David and I had a brief chat about the Security Policy JIRA and figured it would be good to discuss in the community. Here's the JIRA for reference:
What we need to implement for 0.5 is the first "stage" of that JIRA, satisfying the following basic use case:
- Service provider declares that authentiation and/or confidentiality is required.
- Service binding is configured to be consistent with the above policy.
Most of the pluming is in place for this bit. We already have a generic policy handler which looks at the policy required by a service and the policy assertions that are present on an exchange. The piece that remains is adding logic to gateway bindings to detect that authentication has taken place and/or if the transport was encrypted (e.g. SSL would satisfy the requirement for confidentiality). As a first pass, I suggest we narrow our focus to SOAP gateway alone, so it's quite possible that the initial solution requires a change to SOAP gateway to check the transport type and authentication status. Whether authentication was based on basic, digest, SSL client auth, or whatever else is not really our concern.
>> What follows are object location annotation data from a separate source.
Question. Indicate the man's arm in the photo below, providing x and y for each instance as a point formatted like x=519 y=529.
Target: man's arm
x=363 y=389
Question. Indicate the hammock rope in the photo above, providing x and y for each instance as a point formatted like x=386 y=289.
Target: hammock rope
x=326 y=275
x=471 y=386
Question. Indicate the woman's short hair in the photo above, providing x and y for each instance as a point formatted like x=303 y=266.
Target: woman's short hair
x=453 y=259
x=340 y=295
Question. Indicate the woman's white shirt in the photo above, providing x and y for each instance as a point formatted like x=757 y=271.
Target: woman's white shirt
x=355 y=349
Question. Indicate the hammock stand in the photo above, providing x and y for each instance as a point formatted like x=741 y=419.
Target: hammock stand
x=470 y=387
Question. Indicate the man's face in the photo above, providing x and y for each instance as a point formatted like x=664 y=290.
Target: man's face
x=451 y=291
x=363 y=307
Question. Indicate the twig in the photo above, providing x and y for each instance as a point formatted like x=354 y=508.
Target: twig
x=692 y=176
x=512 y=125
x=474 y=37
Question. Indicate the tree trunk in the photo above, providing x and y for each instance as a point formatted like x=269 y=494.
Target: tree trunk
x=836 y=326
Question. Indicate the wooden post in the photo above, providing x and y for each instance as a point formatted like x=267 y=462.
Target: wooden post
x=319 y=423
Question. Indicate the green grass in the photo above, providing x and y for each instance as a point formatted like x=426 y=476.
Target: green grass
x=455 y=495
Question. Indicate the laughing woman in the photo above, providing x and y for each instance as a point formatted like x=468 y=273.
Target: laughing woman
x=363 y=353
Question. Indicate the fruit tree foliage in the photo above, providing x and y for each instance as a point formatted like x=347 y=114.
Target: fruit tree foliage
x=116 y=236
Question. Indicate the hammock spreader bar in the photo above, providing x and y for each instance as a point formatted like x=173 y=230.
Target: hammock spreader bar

I'm guessing a simple query for the Principal or Subject might fit the bill.
Here's what transaction policy looks like:
<component name="WorkService"> <implementation.bean xmlns="urn:switchyard-component-bean:config:1.0" class="org.switchyard.quickstarts.demo.policy.transaction.WorkServiceBean"/> <service name="WorkService" requires="propagatesTransaction"> <interface.java interface="org.switchyard.quickstarts.demo.policy.transaction.WorkService"/> </service> </component>
Security policy would look something like this:
<component name="MyService"> <implementation.bean xmlns="urn:switchyard-component-bean:config:1.0" class="org.switchyard.quickstarts.demo.policy.security.MyServiceBean"/> <service name="MyService" requires="authentication, confidentiality"> <interface.java interface="org.switchyard.quickstarts.demo.policy.transaction.MyService"/> </service> </component>
Asserting that a policy is satisfied in the SOAP Gateway would look similar to this:
Finally, if you want to read the background on SCA policy, that can be found below. I wouldn't get lost in the spec though as what we are discussing here has a pretty narrow focus.
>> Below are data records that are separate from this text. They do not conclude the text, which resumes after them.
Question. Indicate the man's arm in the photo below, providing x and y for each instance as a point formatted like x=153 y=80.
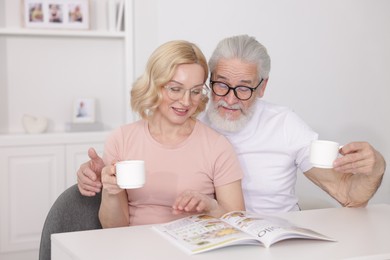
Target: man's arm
x=355 y=177
x=88 y=175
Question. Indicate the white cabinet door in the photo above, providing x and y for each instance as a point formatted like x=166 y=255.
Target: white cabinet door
x=32 y=177
x=77 y=154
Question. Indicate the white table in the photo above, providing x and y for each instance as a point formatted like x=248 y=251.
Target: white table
x=360 y=233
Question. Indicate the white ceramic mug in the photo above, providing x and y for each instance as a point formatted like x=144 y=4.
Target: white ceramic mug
x=323 y=153
x=130 y=174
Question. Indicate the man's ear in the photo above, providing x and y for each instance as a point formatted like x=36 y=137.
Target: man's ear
x=260 y=94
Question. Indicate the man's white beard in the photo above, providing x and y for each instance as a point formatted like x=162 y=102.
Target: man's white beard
x=226 y=124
I've got it all wired in, including junit tests. I use the WebServiceContext inside the soap component's InboundHandler to check to see if there's a user principal. If so, "clientAuthentication" has been fulfilled. I also check the WebServiceContext's servletRequest, and if isSecure() is true, then "confidentiality" has been fulfilled.
Working on a quickstart now...
Just an FYI, according to the spec, there should be no commas in the value of the requires attribute. The implementation in switchyard's policy framework doesn't add them. It's just a "bug" in the example above.
Hooking into JAAS and PicketLink would be considered "stage 2". Check out the description of the jira.
At this point I honestly don't know what the level of effort would be for that. Lemme finish "stage 1" (all that's left now is the quickstart), and then I'll look into it.
I just broke up the jira into 2:
- Stage 1: https://issues.jboss.org/browse/SWITCHYARD-725
- Stage 2: https://issues.jboss.org/browse/SWITCHYARD-830
That way I can commit Stage 1 and people can start playing with it sooner, whilst I look into Stage 2.
I believe Stage 1 is required for 0.5, and Stage 2 is not. Doesn't mean Stage 2 won't be done in 0.5, but it kinda depends on the level of effort which I haven't looked into yet.